Remember that health information is protected by HIPAA only when it’s combined with all 19 identifiers that can tie that data back to the corresponding individual. Data aggregation presents health information without the identifiers. Alternatively, you can have an expert perform an analysis to determine and confirm there is no way to re-identify individuals.

For example, a hospital’s annual report that provides information about intake numbers, average patient age, and other aggregate data would not be considered PHI because it wouldn’t tie any of that health information to the corresponding individuals.

Data tokenization

This technique transforms sensitive information into a senseless combination of characters. It’s useful for when you do not need the information (such as PHI or a Social Security number), but you do need to pass this information downstream to a third-party vendor. The PHI then exists within your environment as a token and removes many of the requirements from your systems.

As your company grows, take a hard look at what information you need to collect to serve your customers and what you can leave by the wayside. The less PHI your company needs to handle, the lighter your HIPAA burden.

Build your HIPAA-compliance dream team in-house

In 2021, the United States experienced a shortfall of nearly 314,000 cybersecurity professionals. That shortage is expected to grow to 1.8 million in 2022.

The lack of compliance experts means that people who want to hire them pay more for their expertise and make sacrifices on whom to bring in, or under what circumstances.

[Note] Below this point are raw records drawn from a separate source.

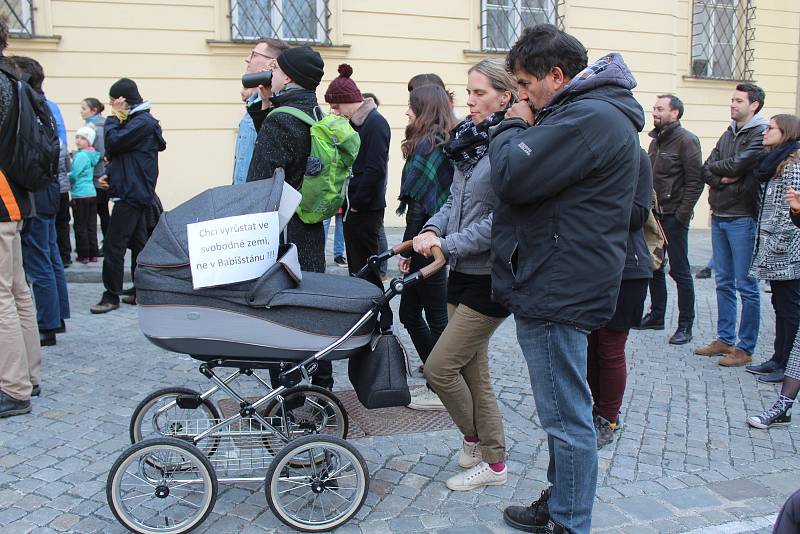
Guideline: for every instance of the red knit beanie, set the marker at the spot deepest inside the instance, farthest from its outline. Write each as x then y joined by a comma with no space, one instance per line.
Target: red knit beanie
343,90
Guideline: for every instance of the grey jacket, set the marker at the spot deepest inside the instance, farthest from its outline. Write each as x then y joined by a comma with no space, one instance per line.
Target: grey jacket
464,223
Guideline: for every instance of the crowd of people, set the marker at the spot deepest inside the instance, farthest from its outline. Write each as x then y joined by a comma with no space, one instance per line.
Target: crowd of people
541,199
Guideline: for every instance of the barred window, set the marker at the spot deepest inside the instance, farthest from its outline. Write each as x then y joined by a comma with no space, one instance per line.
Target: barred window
502,21
19,15
295,21
722,39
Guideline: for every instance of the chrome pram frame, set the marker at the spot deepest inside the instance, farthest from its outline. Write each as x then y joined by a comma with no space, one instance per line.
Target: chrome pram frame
266,440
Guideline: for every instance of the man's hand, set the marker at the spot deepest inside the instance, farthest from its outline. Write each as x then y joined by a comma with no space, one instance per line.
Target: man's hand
424,242
522,110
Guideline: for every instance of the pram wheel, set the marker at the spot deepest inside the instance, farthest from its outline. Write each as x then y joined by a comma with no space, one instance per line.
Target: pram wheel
309,410
161,485
159,414
316,483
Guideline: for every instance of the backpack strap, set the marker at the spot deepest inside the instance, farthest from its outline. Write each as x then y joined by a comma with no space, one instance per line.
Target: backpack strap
296,113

This reality makes it more attractive to handle HIPAA compliance in-house.

Today, more startups and high-growth SMBs are leaning on compliance solutions like Thoropass to get more breathing room before making a strategic hire or completely replace the need for an external hire.

They’re also using a divide-and-conquer approach to handling compliance in-house. That means splitting the responsibility among the team members whose day-to-day jobs already coincide with your security needs. For example, instead of handling HIPAA requirements independently, founders will enlist their engineers to manage HIPAA security controls and assign risk management to an operations team member.

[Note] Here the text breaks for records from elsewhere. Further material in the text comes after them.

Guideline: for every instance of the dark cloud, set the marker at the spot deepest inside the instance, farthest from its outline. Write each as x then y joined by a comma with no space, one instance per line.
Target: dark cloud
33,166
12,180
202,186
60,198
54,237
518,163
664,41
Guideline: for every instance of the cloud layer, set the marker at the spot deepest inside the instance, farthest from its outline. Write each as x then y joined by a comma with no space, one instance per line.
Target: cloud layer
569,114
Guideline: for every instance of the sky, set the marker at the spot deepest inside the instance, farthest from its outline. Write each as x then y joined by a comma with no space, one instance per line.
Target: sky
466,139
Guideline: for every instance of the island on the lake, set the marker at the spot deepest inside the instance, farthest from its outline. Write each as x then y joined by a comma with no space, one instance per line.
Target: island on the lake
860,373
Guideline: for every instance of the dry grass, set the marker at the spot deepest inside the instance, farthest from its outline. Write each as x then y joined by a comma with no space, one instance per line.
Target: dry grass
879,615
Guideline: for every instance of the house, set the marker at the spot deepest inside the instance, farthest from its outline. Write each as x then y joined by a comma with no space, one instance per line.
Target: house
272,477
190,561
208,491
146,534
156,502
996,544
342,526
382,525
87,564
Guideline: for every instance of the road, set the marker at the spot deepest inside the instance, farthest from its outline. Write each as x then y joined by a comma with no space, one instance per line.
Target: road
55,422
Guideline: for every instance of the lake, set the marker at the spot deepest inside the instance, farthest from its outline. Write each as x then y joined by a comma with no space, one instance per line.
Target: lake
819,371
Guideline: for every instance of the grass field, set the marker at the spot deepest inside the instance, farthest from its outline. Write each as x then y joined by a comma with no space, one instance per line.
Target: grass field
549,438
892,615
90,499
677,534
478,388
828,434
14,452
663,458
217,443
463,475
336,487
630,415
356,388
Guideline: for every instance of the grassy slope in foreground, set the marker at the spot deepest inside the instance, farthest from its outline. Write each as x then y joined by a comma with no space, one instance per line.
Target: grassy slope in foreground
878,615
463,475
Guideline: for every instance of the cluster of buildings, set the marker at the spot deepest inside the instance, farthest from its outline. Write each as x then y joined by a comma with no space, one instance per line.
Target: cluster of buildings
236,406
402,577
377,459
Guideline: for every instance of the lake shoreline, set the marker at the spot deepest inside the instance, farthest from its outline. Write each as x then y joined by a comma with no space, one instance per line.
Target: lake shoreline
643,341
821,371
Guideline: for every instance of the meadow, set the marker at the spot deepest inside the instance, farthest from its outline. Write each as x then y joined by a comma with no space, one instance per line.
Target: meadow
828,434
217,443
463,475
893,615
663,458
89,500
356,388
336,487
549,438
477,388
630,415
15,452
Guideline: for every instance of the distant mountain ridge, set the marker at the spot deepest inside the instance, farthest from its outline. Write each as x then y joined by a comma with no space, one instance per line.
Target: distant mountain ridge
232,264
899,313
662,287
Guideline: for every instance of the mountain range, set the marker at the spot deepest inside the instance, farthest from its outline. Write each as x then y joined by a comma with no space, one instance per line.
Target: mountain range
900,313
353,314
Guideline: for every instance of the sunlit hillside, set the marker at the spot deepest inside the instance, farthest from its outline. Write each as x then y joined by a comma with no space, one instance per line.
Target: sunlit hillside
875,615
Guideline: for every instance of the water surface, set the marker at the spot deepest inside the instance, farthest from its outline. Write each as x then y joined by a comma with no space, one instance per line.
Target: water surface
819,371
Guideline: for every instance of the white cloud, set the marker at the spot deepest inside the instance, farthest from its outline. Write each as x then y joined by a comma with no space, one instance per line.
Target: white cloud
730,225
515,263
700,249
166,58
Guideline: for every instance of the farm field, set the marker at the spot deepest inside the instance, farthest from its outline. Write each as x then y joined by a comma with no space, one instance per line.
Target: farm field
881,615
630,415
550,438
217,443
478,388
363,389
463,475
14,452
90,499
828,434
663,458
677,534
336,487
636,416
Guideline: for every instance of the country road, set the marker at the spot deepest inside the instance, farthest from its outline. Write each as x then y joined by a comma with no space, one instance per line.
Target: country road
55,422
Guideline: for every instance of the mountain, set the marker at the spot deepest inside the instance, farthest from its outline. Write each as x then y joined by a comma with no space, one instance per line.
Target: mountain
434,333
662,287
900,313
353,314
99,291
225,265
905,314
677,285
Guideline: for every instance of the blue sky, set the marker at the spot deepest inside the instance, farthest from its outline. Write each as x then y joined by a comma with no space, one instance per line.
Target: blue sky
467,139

Use a HIPAA-compliance solution like Thoropass

Compliance solutions provide crucial, company-specific guidance for SMBs looking to become HIPAA-compliant.

When leaning on Thoropass as you pursue HIPAA compliance, you’ll already know what you need to have in place to meet the expectations of your third-party reviewer. You’ll also have time to work on building your risk-management system at your own pace, so you won’t have to drop everything when the consultant arrives with their list of controls.

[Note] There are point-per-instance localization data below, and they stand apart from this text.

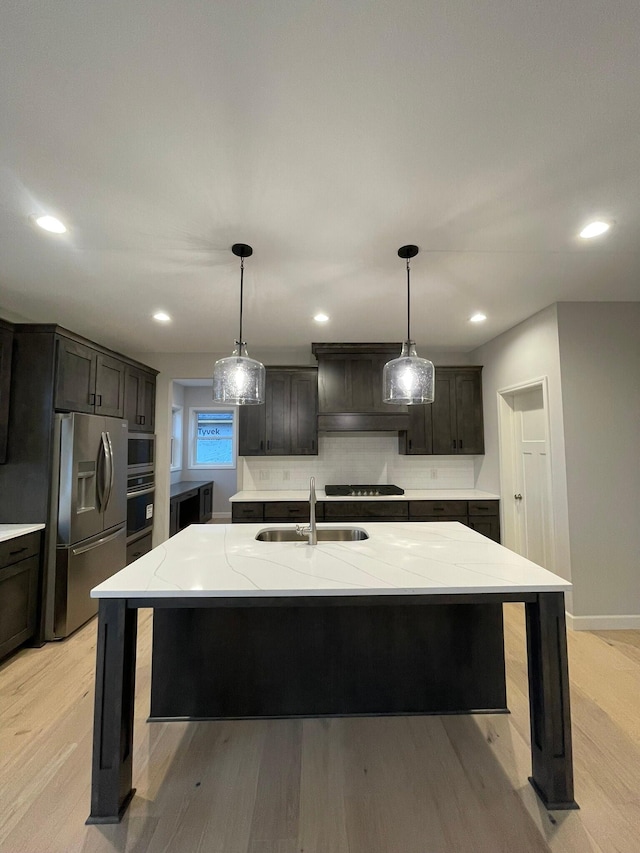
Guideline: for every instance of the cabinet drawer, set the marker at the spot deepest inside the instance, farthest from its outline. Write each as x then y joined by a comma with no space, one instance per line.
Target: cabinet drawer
433,509
247,512
12,550
484,507
296,510
363,510
18,605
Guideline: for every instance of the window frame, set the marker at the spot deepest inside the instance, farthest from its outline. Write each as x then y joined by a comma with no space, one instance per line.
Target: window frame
193,438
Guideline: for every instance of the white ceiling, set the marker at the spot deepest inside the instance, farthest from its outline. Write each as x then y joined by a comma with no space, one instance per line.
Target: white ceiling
326,134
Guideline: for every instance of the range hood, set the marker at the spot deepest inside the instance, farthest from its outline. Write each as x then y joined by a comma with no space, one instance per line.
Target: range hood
350,388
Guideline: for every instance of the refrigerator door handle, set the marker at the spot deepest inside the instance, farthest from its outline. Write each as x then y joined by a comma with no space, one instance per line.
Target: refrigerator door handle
111,468
82,549
105,480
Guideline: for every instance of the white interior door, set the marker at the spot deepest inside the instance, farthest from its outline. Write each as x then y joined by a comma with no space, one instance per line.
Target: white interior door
532,480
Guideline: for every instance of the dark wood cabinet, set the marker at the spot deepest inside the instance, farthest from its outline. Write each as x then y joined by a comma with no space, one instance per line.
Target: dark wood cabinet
87,380
19,573
456,411
140,399
287,423
6,351
189,503
418,439
453,423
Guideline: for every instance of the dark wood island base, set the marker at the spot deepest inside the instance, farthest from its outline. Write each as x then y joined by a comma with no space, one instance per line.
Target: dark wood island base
436,638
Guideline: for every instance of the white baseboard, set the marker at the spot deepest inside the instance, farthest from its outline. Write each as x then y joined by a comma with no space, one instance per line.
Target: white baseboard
603,623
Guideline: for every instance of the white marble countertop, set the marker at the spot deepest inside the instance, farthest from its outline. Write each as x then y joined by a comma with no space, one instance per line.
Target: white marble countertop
400,558
10,531
409,495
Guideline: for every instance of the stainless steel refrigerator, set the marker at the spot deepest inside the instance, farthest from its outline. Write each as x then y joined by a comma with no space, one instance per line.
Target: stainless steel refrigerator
88,516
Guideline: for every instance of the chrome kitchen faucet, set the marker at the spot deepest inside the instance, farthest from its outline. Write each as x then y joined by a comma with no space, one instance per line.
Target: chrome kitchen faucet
310,531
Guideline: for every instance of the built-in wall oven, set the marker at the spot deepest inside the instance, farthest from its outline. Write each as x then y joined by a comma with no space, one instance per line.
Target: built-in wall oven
140,495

We have in-house expertise for all of your compliance needs (HIPAA, ISO, GDPR, SOC 2, HITRUST, etc.). When you work with Thoropass, you get insight across the board, not just on HIPAA-specific things. You’ll have an edge because you’ll understand how different compliance frameworks interact to create the best solution for your specific needs.

On a more tactical level, Thoropass makes it much easier to fill out due-diligence questionnaires. Thoropass saves and organizes your responses so you don’t have to start from scratch every time. This cuts down that operational burden to under an hour per questionnaire.

Plus, if you use Amazon Cloud Services, like many of our customers, you can easily renew your Thoropass subscription within the AWS Marketplace and earn 5% back. Speak to a member of our team today to see if your organization is eligible!

Compliance is about helping people, not checking off HIPAA requirements


HIPAA’s purpose isn’t to drive you mad or to drain your org of critical time, money, or energy. HIPAA’s goal is to protect people and their important medical information.

When you invest in HIPAA compliance, you’re not just opening your startup for business with health providers; you’re telling the world that you take the public’s privacy, security, and well-being seriously. What’s more, HIPAA compliance signals to potential customers that your startup is established and trustworthy, giving you an edge over your competition. It’s a solid growth strategy, particularly for startups looking to move upmarket in the health space.